En algún sitio he leído o escuchado que así como necesitamos indefectiblemente un espejo para observar nuestro rostro, así también nuestras almas precisan muchas veces algo, o alguien, que cumpla la función de reflejar aquello que no podemos ver por nosotros mismos. Nada más acertado que esta analogía. No quiere decir esto que no seamos capaces de conocernos por nosotros mismos, ni que tengamos menos desarrolladas las habilidades de percepción o la propia sensibilidad… claro que no. Esta cuestión es inherente al ser humano, y a las relaciones humanas.
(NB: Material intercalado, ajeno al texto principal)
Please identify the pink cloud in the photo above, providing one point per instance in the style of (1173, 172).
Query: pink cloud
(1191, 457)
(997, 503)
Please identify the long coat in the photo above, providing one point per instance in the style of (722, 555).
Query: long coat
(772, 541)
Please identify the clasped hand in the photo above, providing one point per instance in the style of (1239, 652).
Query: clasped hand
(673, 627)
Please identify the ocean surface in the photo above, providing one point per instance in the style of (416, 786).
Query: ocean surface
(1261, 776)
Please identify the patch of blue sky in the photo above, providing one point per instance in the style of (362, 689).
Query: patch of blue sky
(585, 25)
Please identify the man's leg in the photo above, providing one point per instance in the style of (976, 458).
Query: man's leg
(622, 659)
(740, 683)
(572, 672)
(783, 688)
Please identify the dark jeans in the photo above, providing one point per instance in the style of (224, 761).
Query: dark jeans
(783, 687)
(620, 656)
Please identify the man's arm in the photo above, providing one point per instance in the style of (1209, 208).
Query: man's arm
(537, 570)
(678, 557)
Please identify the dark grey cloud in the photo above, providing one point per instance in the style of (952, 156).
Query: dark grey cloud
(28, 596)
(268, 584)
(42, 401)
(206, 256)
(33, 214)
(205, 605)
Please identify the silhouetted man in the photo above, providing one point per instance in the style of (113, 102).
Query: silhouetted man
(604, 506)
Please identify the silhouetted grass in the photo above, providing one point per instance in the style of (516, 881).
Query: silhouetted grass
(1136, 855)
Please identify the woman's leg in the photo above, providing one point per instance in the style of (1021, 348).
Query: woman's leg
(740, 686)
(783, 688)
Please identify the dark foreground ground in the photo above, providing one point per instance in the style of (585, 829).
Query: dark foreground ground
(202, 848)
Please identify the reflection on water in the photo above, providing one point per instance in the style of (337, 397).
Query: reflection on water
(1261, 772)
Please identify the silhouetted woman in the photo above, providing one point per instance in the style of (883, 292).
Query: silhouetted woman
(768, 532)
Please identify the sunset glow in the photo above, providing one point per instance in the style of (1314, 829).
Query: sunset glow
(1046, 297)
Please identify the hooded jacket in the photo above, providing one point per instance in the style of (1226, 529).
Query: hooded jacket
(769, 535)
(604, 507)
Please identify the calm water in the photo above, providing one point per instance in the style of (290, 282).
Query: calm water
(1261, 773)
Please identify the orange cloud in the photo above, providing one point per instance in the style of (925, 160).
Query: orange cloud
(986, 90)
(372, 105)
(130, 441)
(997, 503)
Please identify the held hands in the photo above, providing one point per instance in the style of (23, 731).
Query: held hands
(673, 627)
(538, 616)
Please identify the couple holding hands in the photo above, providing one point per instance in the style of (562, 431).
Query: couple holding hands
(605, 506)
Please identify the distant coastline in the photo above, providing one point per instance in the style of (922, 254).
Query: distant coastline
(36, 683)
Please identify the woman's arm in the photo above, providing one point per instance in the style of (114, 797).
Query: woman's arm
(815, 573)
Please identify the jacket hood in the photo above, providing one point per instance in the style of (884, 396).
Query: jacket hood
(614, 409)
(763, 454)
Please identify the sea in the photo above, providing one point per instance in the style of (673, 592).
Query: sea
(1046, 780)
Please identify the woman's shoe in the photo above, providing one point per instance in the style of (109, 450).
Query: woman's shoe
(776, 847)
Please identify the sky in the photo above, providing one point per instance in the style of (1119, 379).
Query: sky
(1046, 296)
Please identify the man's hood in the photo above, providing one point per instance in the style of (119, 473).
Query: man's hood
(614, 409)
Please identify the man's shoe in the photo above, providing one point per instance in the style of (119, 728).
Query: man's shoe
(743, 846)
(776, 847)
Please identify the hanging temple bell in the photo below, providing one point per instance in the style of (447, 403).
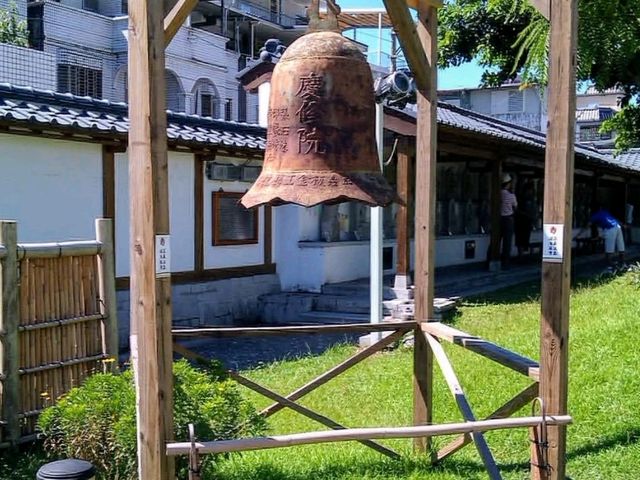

Tus ojos necesitarán un espejo para saber de tus labios, de tu nariz, de tu mirada, de la forma en que se frunce tu ceño cuando estás enojado o el color que toman tus mejillas cuando estás enamorado. Y tu alma necesitará un espejo para saber… para saber qué? Aquí vienen las grandes verdades. Por ejemplo, de dónde vienen tus miedos. Por ejemplo, qué es ese vacío que tantas veces has sentido. Por ejemplo, de qué estás escapando cuando te llenás de excusas, y por qué. Y muchas otras grandes verdades. Verdades incómodas, molestas, dolorosas. Que por incómodas las mandamos a dormir a un rincón y las sentenciamos con silencio para que no nos alboroten. Por molestas las esquivamos, o las disfrazamos de conflicto, o las pintamos de alguna culpa ajena. Y por dolorosas las ignoramos, porque sí… algunas duelen demasiado.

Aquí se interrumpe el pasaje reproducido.